İlke ve prensiplerin ayaklar altına alındığı, “dün dündür bugün bugündür” anlayışının ilke haline geldiği, zikzakların ve U dönüşlerin sıradanlaştığı ve bunu yapanlarının hiç de yüzlerinin kızarmadığı bir dönemi yaşıyoruz.

Hak, hukuk, insan hakları ve adaleti savunanların, baskılarla sesinin kesildiği, mağdur ve mazlumların çığlıklarının duyulmadığı, hukuksuzluk ve adaletsizliğin sıradanlaştığı, yargı mekanizmasının siyasallaştığı, güçlünün hukuku ve kişiye göre hukukun uygulandığı bir dönemi yaşıyoruz.
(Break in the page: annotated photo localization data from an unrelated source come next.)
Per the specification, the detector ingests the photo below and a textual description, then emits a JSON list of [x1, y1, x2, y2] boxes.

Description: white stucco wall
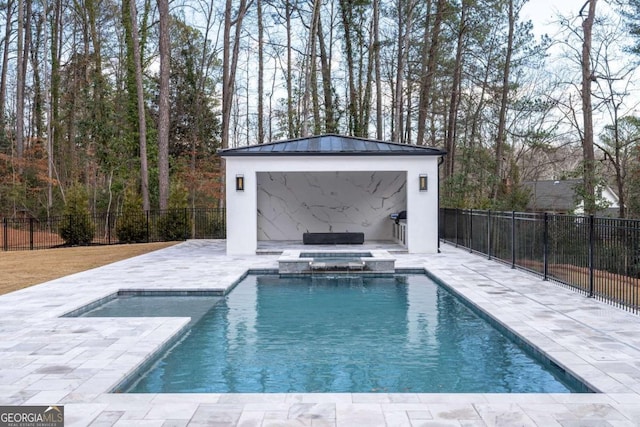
[[257, 171, 406, 241], [224, 155, 441, 255]]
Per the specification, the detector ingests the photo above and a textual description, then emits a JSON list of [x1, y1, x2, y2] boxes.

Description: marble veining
[[257, 171, 406, 241]]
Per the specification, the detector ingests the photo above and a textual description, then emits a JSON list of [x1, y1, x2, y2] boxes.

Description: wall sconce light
[[235, 174, 244, 191], [419, 174, 428, 191]]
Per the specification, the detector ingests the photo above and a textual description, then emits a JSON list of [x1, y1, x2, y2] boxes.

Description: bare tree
[[301, 0, 321, 137], [0, 0, 14, 137], [392, 0, 417, 143], [444, 0, 468, 178], [590, 16, 638, 218], [221, 0, 250, 149], [339, 0, 360, 136], [257, 0, 265, 143], [373, 0, 382, 140], [317, 14, 337, 133], [580, 0, 597, 215], [50, 0, 62, 202], [493, 0, 516, 200], [416, 0, 445, 146], [157, 0, 170, 209], [130, 0, 149, 210], [285, 0, 294, 137], [15, 0, 25, 160]]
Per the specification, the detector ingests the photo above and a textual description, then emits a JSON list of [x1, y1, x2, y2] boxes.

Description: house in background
[[522, 179, 619, 216]]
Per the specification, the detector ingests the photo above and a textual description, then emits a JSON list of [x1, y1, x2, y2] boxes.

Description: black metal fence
[[439, 208, 640, 314], [1, 208, 226, 251]]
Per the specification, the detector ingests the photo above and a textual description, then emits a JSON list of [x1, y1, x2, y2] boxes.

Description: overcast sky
[[521, 0, 591, 37]]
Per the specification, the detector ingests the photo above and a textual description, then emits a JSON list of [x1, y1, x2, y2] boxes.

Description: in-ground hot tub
[[278, 250, 395, 274]]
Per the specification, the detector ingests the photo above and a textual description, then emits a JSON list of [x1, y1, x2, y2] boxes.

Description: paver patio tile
[[3, 241, 640, 425]]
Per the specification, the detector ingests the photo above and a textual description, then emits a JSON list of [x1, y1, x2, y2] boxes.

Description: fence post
[[455, 209, 459, 248], [146, 211, 150, 243], [3, 218, 8, 251], [511, 211, 516, 269], [469, 209, 473, 252], [589, 215, 595, 297], [184, 208, 189, 239], [487, 210, 492, 260], [29, 218, 34, 250], [543, 212, 548, 281]]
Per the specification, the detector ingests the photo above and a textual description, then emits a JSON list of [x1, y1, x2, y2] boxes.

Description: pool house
[[218, 134, 446, 255]]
İnancından, ilke, prensip ve davasından taviz vermeyen, her türlü fedakarlığı yapan ve bu uğurda bedel ödeyenlerin itibar ve destek görmediği, makam, çıkar ve menfaat için milli ve manevi değerleri, fütursuzca suistimal edenlerin, itibar ve destek gördüğü bir dönemi yaşıyoruz,

Tabi ki bu örnekleri, daha da çoğaltmak mümkündür.
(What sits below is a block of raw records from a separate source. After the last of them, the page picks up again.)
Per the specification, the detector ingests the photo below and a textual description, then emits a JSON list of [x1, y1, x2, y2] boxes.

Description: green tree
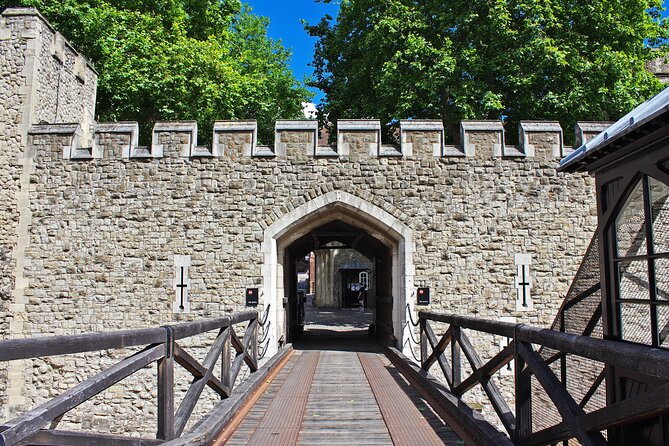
[[1, 0, 310, 143], [307, 0, 668, 143]]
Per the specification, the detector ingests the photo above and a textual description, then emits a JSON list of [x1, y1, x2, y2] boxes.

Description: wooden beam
[[173, 344, 229, 398], [164, 346, 293, 446], [453, 342, 514, 396], [523, 381, 669, 446], [518, 341, 607, 446], [514, 346, 533, 443], [579, 369, 605, 409], [0, 328, 165, 362], [157, 327, 175, 441], [174, 327, 230, 437], [418, 311, 669, 381], [1, 345, 164, 446], [169, 311, 256, 341], [451, 326, 461, 390], [422, 324, 454, 388], [581, 381, 669, 432], [422, 323, 452, 372], [228, 323, 257, 388], [2, 427, 163, 446], [230, 320, 258, 373], [457, 329, 516, 435]]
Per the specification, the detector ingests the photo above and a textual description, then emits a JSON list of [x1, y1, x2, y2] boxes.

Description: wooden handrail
[[0, 310, 261, 446], [419, 310, 669, 380], [0, 311, 257, 362], [417, 310, 669, 446]]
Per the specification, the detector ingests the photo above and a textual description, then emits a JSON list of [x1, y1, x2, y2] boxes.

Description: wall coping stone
[[29, 123, 80, 135], [152, 121, 197, 158], [337, 119, 381, 131], [461, 120, 504, 132], [399, 120, 444, 132], [443, 145, 466, 157], [275, 120, 318, 131], [380, 144, 402, 157], [213, 120, 257, 132], [94, 122, 139, 159], [519, 120, 564, 158], [504, 145, 525, 158], [30, 123, 88, 159], [520, 121, 563, 133], [315, 145, 338, 157], [575, 121, 614, 148], [461, 120, 504, 157], [254, 146, 276, 157]]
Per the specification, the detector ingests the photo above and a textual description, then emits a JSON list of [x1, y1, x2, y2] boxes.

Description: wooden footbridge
[[1, 306, 669, 446]]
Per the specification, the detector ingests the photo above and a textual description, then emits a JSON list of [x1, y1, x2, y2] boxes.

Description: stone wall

Peki böyle gelmiş böyle mi gidecek?

Elbette hayır. Bütün bu sıkıntılardan kurtulabilmek için, önce teşhisi doğru koymak gerekir.

Çünkü, teşhisi doğru koymak, çözümün yarısıdır. Öyleyse sorumlu kim? İşte cevabı;

“Başınıza gelen herhangi bir musibet, kendi ellerinizle işledikleriniz yüzündendir.” (Şura 30)

Demek ki sorunun kaynağı biziz. Öyle ise, toplum olarak yaşadığımız bütün bu olumsuzluklardan kurtulmak yine elimizde.

Vatandaşlar olarak, başımıza yönetici seçerken, “inadına” veya “futbol takımı tutar gibi” değil, ehliyet ve liyakat sahibi sözü ve özü doğru, dürüst, adil ve ahlaklı olan kişileri seçmeliyiz.

“… Şüphesiz ki, bir kavim kendi durumunu değiştirmedikçe, Allah onların durumunu değiştirmez…” (Rad 11)

“İnsanlardan iki sınıf  var ki, onlar salâha ererse insanlar da salâha erer; onlar fesada girerse insanlar da fesada girer: âlimler ve âmirler/yöneticiler.” (bk. Kenzu’l-ummal, 10/191)

Bu yozlaşma ve çürümüşlüğe, şahıs ve kanun devleti yerine, hukuk devleti olmakla, hukuk önünde herkesi eşit tutmakla ve her alanda adaletli sağlamakla başlayabiliriz.

Ve gelecekte yaşayacaklarımız, ayeti kerimede belirtildiğinden farklı olmayacaktır.